Los récords de temperatura registrados en el Mar Balear durante 2025 se entienden como una manifestación local de un problema global: el calentamiento del océano ligado a las emisiones de gases de efecto invernadero. La comunidad científica insiste en que la única vía para frenar esta tendencia pasa por reducir de forma rápida y sostenida esas emisiones.

Los expertos subrayan la importancia de proteger los ecosistemas marinos más frágiles, como las praderas de posidonia o ciertos fondos rocosos que albergan grandes concentraciones de biodiversidad. A su juicio, mantener estos espacios en el mejor estado posible ayuda a que el mar tenga más capacidad de respuesta frente a los episodios extremos.

Además del calentamiento, el Mediterráneo soporta una fuerte presión por la sobrepesca, el tráfico marítimo, la contaminación y la urbanización costera. Todos estos factores reducen la resiliencia de los ecosistemas, es decir, su capacidad para adaptarse y recuperarse después de un evento de estrés como una ola de calor marina.

En Baleares y en el resto del Mediterráneo occidental, el reto pasa por combinar medidas de mitigación globales (reducir emisiones y transición energética) con acciones locales que mejoren la salud del mar: creación y ampliación de áreas marinas protegidas, restauración de praderas de posidonia, reducción de vertidos y una planificación más cuidadosa de las actividades en la franja litoral.

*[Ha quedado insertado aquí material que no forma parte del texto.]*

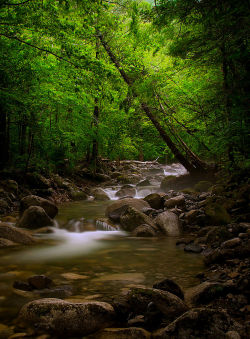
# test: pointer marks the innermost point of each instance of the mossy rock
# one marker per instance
(202, 186)
(217, 214)
(218, 234)
(78, 195)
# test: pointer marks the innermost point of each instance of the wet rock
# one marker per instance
(126, 192)
(145, 182)
(204, 293)
(197, 323)
(167, 305)
(5, 331)
(36, 180)
(67, 319)
(10, 186)
(177, 183)
(217, 214)
(6, 243)
(178, 201)
(39, 282)
(131, 218)
(22, 285)
(34, 217)
(101, 177)
(9, 218)
(232, 335)
(155, 200)
(33, 200)
(128, 179)
(4, 206)
(99, 194)
(106, 224)
(116, 174)
(231, 243)
(78, 195)
(218, 235)
(190, 216)
(169, 286)
(184, 241)
(221, 255)
(16, 235)
(115, 210)
(202, 186)
(122, 333)
(168, 223)
(193, 248)
(144, 231)
(138, 321)
(61, 292)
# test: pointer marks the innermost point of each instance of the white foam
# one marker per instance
(70, 244)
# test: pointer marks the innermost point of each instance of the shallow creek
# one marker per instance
(98, 263)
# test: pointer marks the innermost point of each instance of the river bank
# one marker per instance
(212, 220)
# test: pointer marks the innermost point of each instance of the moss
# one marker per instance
(202, 186)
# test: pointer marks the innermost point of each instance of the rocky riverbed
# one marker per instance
(207, 217)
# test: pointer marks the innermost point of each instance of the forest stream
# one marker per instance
(88, 260)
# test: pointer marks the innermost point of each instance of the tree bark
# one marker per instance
(189, 165)
(4, 144)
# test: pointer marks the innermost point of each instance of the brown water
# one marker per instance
(98, 264)
(99, 272)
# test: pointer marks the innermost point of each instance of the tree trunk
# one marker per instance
(4, 144)
(190, 166)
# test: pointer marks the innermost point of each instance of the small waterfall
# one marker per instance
(111, 192)
(175, 170)
(103, 226)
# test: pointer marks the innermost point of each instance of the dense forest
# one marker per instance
(124, 169)
(124, 79)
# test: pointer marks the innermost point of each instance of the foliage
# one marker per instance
(187, 60)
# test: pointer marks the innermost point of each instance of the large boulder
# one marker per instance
(33, 200)
(168, 305)
(99, 194)
(204, 293)
(217, 214)
(36, 180)
(10, 186)
(197, 323)
(202, 186)
(67, 319)
(35, 217)
(131, 218)
(145, 182)
(6, 243)
(78, 195)
(178, 201)
(144, 231)
(115, 210)
(16, 235)
(169, 286)
(126, 192)
(169, 223)
(172, 182)
(155, 200)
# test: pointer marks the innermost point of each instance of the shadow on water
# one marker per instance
(98, 263)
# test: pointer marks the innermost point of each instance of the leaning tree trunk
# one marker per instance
(4, 142)
(191, 166)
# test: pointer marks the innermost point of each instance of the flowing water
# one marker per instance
(98, 262)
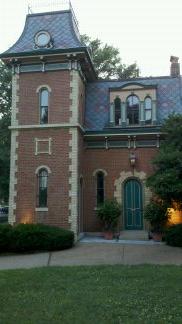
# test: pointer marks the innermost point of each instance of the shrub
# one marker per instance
(35, 237)
(109, 213)
(156, 214)
(173, 235)
(5, 236)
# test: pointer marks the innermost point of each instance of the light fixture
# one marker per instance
(132, 158)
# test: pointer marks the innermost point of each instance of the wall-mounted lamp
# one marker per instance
(132, 159)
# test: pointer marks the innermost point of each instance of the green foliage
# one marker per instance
(34, 237)
(156, 214)
(5, 113)
(166, 182)
(173, 235)
(5, 232)
(109, 213)
(107, 61)
(144, 294)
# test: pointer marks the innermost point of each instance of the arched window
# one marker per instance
(100, 188)
(117, 109)
(148, 110)
(132, 106)
(42, 187)
(44, 105)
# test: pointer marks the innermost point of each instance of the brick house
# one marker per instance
(76, 140)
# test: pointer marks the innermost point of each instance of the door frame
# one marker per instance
(123, 202)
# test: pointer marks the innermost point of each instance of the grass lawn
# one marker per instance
(96, 294)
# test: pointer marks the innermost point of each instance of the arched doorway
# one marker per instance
(133, 205)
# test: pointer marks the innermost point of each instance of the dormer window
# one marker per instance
(117, 109)
(132, 107)
(43, 39)
(44, 104)
(148, 110)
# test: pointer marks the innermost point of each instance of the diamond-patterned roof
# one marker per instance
(60, 25)
(169, 99)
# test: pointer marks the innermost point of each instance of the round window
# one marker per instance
(42, 39)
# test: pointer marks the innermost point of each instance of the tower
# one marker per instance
(49, 69)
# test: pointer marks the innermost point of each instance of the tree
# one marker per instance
(107, 61)
(5, 113)
(166, 182)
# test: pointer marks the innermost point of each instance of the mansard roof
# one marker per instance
(60, 25)
(168, 90)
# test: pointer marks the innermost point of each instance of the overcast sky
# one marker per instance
(147, 32)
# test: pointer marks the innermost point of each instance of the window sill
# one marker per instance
(41, 209)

La sucesión de récords térmicos en el Mar Balear, la acumulación de calor en profundidad y el aumento de las olas de calor marinas son ya señales claras de que el Mediterráneo está cambiando a gran velocidad. Cómo se responda a este desafío en los próximos años será decisivo para determinar el futuro de sus ecosistemas, de la pesca, del turismo costero y de las comunidades que dependen directamente de la salud de este mar.